Not too far from the Getty Villa, just up Sunset Blvd a bit from the ocean, is the Self-Realization Fellowship Shrine. It is a Hindu Shrine in the middle of Los Angeles centered around a natural, spring fed lake. I am not a Hindu. But I find it among the most soothing and beautiful (with a touch of kitch) places I have known. A portion of the ashes of the Mahatma Gandhi are enshrined there, and though that doesn't do much for me per se, there is a kind of overwhelming CALM about the place. And the roses in their rose garden are some of the most fecund and large roses I have ever seen. Whatever their secret, they have created a magnificent environment right in Los Angeles.
Then we come to Culver City. In itself Culver City isn't so interesting but there are a few things that make it well worth a visit. First, let's make a bridge from the last place...in Culver City is an Indian market, complete with prepared food ready for purchase, called India Sweets and Spice. It is not fancy. But it is delicious, cheap, and authentic. For take out it is well worth a try. I still fondly remember the chick peas I last had there!

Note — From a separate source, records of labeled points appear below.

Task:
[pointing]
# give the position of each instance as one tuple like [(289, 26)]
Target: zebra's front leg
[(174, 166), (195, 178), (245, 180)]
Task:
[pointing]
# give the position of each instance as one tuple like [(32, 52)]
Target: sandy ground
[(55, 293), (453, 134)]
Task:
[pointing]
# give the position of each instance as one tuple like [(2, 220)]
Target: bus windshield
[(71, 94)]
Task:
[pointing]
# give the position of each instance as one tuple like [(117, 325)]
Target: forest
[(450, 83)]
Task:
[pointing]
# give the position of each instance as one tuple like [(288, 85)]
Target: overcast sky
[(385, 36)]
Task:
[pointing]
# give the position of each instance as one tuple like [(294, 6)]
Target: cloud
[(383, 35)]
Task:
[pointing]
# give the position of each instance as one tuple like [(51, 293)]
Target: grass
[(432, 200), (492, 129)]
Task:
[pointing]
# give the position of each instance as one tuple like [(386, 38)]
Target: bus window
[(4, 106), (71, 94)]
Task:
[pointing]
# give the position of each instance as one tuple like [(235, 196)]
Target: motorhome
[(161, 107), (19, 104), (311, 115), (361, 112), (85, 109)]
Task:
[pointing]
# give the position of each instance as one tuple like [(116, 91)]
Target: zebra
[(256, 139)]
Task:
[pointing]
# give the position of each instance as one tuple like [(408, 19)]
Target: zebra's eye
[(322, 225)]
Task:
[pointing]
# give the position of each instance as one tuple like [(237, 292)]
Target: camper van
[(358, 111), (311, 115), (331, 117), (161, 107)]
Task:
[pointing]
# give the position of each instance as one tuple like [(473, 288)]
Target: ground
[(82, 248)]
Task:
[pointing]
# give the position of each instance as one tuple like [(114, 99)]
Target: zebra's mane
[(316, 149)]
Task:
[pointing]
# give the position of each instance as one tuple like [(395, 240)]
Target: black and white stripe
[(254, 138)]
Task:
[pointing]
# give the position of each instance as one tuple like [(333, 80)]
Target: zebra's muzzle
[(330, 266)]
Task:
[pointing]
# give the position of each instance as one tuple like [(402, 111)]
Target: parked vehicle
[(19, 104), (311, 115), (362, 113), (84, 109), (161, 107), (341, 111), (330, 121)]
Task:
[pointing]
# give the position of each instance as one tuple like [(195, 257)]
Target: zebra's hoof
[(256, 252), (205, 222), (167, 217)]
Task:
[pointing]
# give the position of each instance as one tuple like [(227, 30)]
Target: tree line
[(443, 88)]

Also a great, cheap place in Culver City is Tito's Tacos. This is NOT authentic Mexican. Usually that would be a strike against it...but not in this case! It is one of the most addictive places to eat I have ever been to. After the first time I introduced my NYC raised wife to Tito's Taco's, she on her own initiative pushed it to the top of the list of things to do when in Los Angeles. The tacos (with cheese...a bit extra but worth it!) and the beef and bean burritos (one of the rare times I eat beef) are amazing. Even if you go at 2 AM there will be line. Just expect to wait. Expect it to be hard to find a place to sit. It is worth it. Get a lot and just pig out. I usually get 3 tacos and one burrito...and it comes with chips! A warning: the salsa and the guacamole are not really worth it. Same goes for the tamales (sadly since I LOVE tamales). I have not tried the enchiladas but I suspect they will do them quite well. Everything else will hit you like crack cocaine and you will make sure it is top of your list for places to visit in Los Angeles right off the plane. Trust me. I know. There is even a place in Brooklyn (Rachel's) that has an eponymous dish honoring Tito's Tacos. It's former sister location (La Taqueria, now defunct) also had a mural that explicitly honored Tito's Tacos. So even in Brooklyn people know and love this place.
Then we come to the reason I highlight Culver City and the origin of the shirt that inspired this diary: The Museum of Jurassic Technology (a museum dedicated to non-Aristotilean, non-Euclidian, non-Newtonian knowledge). No...it is NOT a creationist place, though at first some might mistake it for such. It is actually brilliant! The founder of this place won a "Genius Award" (MacArthur Fellowship) in honor of the museum. It cannot be described. In fact to try and do so would partly ruin the impact. There is a very good tea room. A roof garden. And a theater. Plus their regular collections. You will be first VERY baffled, then amused and amazed alternately. Let's see...Lives of the Dogs of the Soviet Space Program...The Napoleon Library...Garden of Eden On Wheels: Collections from Los Angeles Area Mobile Home Parks (probably my favorite!). Every corner is a gem...sometimes a prized gem, sometimes a deeply disturbingly flawed gem. But always a gem. Go to it, let yourself be confused and absorbed by it, and come out a possibly wiser, definitely more amused member of humanity.
It may well be one of the more intricate dance moves god can teach you.